Attempts at regulation 

Political efforts to regulate assisted suicide in Switzerland in a more nuanced way than today have been made since the 1990s but have remain largely without consequences to date. In relevant judgements by the Federal Supreme Court or in statements by the Federal Department of Justice and Police, reference is regularly made to the ethical guidelines of the SAMS. These are classified as soft law and are therefore not legally binding, even though their content has become the subject of dispute. The National Advisory Commission on Biomedical Ethics (NCE) had already recommended more far-reaching legal regulation in 2005 as part of a detailed opinion on the subject; in the opinion of the NCE at the time, the review of authorisation criteria, a justifiable regulation of assisted suicide for the mentally ill, children and adolescents and state supervision of right-to-die organisations, should be ensured by law. The question is what form a legal regulation can take that grants the medical profession far-reaching powers but at the same time prevents medical paternalism (in favour of or against assisted suicide). From the perspective of Swiss experience, this is “a square circle”: either the doctors retain the final decision on who receives the barbiturate, or official access rules are established, the review of which does not generally require medical expertise. 

The outlook

In the short and medium term, it can be assumed that the number of assisted suicides in Switzerland will continue to rise. The coronavirus pandemic and the particular difficulties faced by nursing homes during this time are likely to exacerbate this increase. In view of these expectations and the legislative processes in other European countries, pressure is likely to increase in Switzerland to create a legal regulation.

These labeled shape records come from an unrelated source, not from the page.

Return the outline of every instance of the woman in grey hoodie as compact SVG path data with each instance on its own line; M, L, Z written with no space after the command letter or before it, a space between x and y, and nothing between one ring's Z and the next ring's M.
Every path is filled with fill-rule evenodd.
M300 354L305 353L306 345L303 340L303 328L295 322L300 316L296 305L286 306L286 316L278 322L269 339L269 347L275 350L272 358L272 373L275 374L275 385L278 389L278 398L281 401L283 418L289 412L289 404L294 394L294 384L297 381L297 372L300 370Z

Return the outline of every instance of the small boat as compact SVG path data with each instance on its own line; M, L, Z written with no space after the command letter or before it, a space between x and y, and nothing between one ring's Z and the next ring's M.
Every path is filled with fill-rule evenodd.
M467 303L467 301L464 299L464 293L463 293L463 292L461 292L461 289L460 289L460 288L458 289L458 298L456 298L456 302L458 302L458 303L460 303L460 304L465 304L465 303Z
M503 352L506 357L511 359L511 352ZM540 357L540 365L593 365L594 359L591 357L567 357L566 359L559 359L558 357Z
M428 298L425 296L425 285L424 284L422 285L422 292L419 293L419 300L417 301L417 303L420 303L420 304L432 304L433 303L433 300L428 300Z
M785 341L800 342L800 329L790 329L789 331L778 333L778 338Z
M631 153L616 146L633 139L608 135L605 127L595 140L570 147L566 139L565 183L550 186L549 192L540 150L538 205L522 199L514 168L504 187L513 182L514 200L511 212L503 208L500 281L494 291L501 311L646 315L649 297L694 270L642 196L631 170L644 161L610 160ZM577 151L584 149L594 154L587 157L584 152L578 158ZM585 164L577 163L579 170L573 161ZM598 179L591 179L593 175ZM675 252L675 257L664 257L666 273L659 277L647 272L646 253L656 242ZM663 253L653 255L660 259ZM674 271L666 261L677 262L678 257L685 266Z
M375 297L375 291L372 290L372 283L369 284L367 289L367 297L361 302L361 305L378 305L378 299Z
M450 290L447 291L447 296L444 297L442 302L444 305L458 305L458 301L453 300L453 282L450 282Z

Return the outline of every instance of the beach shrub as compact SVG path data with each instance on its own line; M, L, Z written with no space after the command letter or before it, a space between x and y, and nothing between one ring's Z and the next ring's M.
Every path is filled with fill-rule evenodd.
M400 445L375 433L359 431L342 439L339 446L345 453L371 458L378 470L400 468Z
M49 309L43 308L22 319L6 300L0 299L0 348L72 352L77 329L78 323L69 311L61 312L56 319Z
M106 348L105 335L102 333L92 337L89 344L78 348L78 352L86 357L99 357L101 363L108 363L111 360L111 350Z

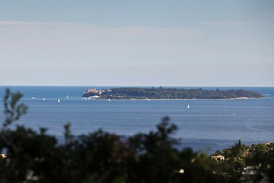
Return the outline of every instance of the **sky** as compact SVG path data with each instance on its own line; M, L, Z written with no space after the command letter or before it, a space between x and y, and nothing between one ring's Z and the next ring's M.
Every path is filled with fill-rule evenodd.
M0 0L0 85L274 86L274 1Z

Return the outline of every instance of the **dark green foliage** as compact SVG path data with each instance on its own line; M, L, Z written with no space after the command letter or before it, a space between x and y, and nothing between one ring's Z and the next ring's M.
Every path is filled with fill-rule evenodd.
M212 160L190 149L179 150L175 148L176 140L171 137L176 126L170 124L169 117L164 117L155 132L128 138L101 130L75 137L67 123L65 143L58 144L55 136L47 134L46 128L37 132L22 125L14 130L8 127L25 112L26 107L18 104L21 97L9 90L5 97L6 125L0 130L0 151L6 153L7 158L0 158L1 183L241 181L246 158L242 152L248 147L240 141L216 152L227 156L225 161ZM261 171L271 178L273 147L252 148L255 155L248 158L249 163L262 163Z
M93 93L85 93L82 97L89 97ZM97 95L97 94L96 94ZM99 95L101 99L227 99L232 98L260 98L262 95L257 92L244 90L207 90L198 89L178 89L159 87L145 88L119 88L105 90Z
M10 89L5 90L5 95L3 99L4 114L6 118L3 123L3 127L5 127L13 121L18 120L21 115L27 112L27 107L25 104L17 104L21 97L22 94L20 93L12 93Z

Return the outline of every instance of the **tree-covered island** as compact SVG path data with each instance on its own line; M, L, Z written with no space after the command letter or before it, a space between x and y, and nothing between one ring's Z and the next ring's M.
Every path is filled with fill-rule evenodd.
M117 88L103 90L88 89L83 98L102 99L232 99L262 98L263 96L253 91L245 90L215 90L183 89L171 88Z

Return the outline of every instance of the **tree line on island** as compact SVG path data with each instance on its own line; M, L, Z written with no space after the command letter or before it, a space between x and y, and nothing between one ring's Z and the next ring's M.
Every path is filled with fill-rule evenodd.
M89 89L84 93L84 98L114 99L230 99L238 98L262 98L258 92L240 90L203 90L170 88L117 88L108 90Z
M178 149L177 127L164 117L155 131L121 138L99 130L64 139L14 122L27 112L7 89L0 128L0 182L274 182L274 143L239 141L214 154Z

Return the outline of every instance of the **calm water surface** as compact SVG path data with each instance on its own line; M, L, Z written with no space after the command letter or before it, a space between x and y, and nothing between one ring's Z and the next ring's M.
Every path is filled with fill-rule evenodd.
M5 88L0 86L1 97ZM182 147L213 151L229 147L238 139L249 145L274 141L274 88L241 88L266 94L267 98L262 99L150 101L82 99L82 92L90 86L9 88L23 93L22 101L29 108L17 123L35 130L48 127L48 132L59 138L67 121L71 122L75 135L102 128L130 136L155 130L161 118L169 116L178 127L173 136L180 139ZM101 88L110 87L97 87ZM66 99L67 95L69 99ZM58 99L61 101L59 103ZM0 110L3 110L3 105ZM3 121L3 113L0 119Z

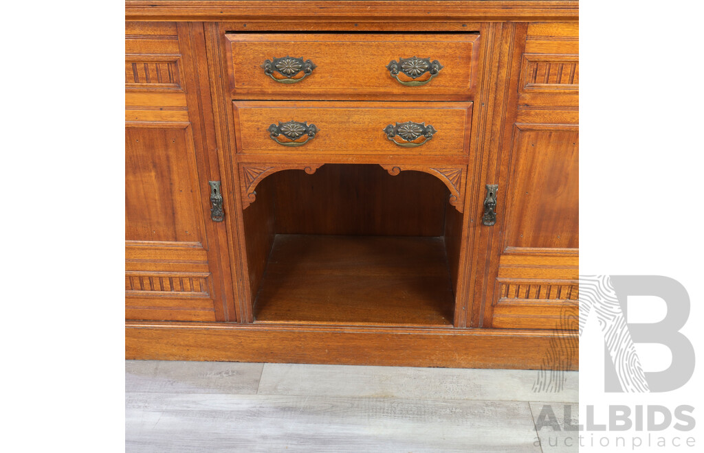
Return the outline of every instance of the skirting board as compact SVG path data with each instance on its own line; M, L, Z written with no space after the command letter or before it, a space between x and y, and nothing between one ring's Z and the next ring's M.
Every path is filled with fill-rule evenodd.
M579 333L224 322L125 324L125 358L576 370Z

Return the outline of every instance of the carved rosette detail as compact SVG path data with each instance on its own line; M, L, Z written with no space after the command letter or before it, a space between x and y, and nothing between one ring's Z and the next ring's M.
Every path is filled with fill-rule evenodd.
M466 173L467 167L465 166L434 169L425 165L410 164L410 165L386 165L381 164L382 167L389 172L392 176L396 176L406 170L414 170L415 171L424 171L430 173L438 178L445 183L447 188L450 190L450 204L460 212L465 210L465 195L464 195L464 178Z
M322 164L240 164L239 178L242 195L242 209L256 199L257 185L269 175L282 170L303 170L309 175L322 166Z

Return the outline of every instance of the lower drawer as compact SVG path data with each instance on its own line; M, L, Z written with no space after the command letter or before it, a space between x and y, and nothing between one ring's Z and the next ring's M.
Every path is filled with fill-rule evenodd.
M237 151L467 155L472 103L240 101Z

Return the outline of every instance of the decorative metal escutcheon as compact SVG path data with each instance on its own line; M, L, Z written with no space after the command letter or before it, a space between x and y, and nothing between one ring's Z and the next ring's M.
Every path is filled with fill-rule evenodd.
M398 61L391 60L386 65L386 69L392 77L396 79L401 85L406 86L420 86L428 83L440 72L444 66L440 64L437 60L430 61L430 58L419 58L412 57L410 58L398 58ZM415 80L418 77L423 76L425 73L429 73L430 76L423 80ZM413 80L403 81L398 78L399 74L404 74L410 77Z
M279 122L279 125L272 124L267 129L269 131L269 136L279 145L284 146L302 146L308 143L309 140L315 138L318 129L315 124L308 124L308 122L300 123L297 121L289 121L285 123ZM283 136L289 139L289 141L281 141L279 137ZM303 141L296 141L301 137L306 137Z
M486 185L486 198L484 199L484 214L482 216L482 223L491 226L496 223L496 190L498 184Z
M315 65L313 65L310 60L303 61L302 58L285 56L283 58L274 58L273 60L267 60L262 65L262 67L264 68L264 74L280 84L295 84L310 75L315 69ZM301 72L303 75L297 77L296 76ZM275 73L283 78L275 77Z
M426 126L425 123L408 121L405 123L396 123L396 126L389 124L384 128L384 132L386 134L386 138L398 146L413 147L425 145L432 140L433 134L437 131L430 124ZM425 137L425 140L420 143L414 141L421 136ZM403 141L398 141L396 137L400 137Z
M222 210L220 181L208 181L208 183L210 186L210 218L215 222L222 222L225 219L225 211Z

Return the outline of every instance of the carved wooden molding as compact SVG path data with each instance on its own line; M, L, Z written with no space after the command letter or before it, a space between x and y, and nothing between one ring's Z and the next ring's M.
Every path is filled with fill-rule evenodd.
M579 55L524 53L522 93L579 93Z
M208 273L125 273L126 296L210 297Z
M505 279L499 285L497 303L572 303L579 299L579 280Z
M413 170L415 171L425 171L433 175L445 183L447 188L450 190L450 204L460 212L465 210L465 179L467 173L467 166L441 167L433 168L428 165L420 164L403 164L394 165L379 164L382 167L389 172L389 174L395 176L402 171Z
M241 188L242 209L246 209L256 199L255 189L259 183L270 174L282 170L303 170L309 175L322 166L322 164L240 164L239 185Z
M185 92L180 56L128 55L125 57L125 89Z

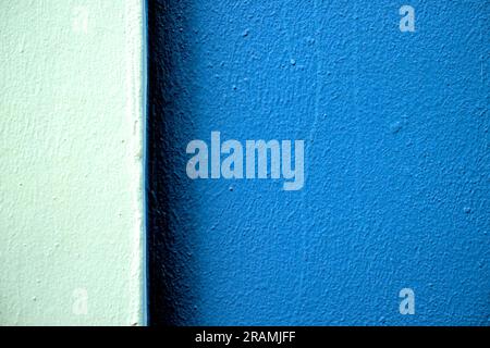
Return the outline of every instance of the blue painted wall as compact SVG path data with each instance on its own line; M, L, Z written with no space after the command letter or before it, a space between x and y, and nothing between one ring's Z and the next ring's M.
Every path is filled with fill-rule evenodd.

Overall, I think politically it will be important to create a legal regulation, in order to ensure legal equality and legal certainty on the one hand and prevention of abuse and expansion on the other. At the centre of social-ethical reflection is the challenge of learning to deal with the pluralism of different ideas of a good death and to develop and establish alternative models to medically assisted dying. The thesis I mentioned at the beginning is confirmed today: assisted suicide in Switzerland can hardly be normalised; new problems, challenges and demands are constantly arising. Suicide, whether with or without the help of another person, always means an existential transgression that defies normalisation.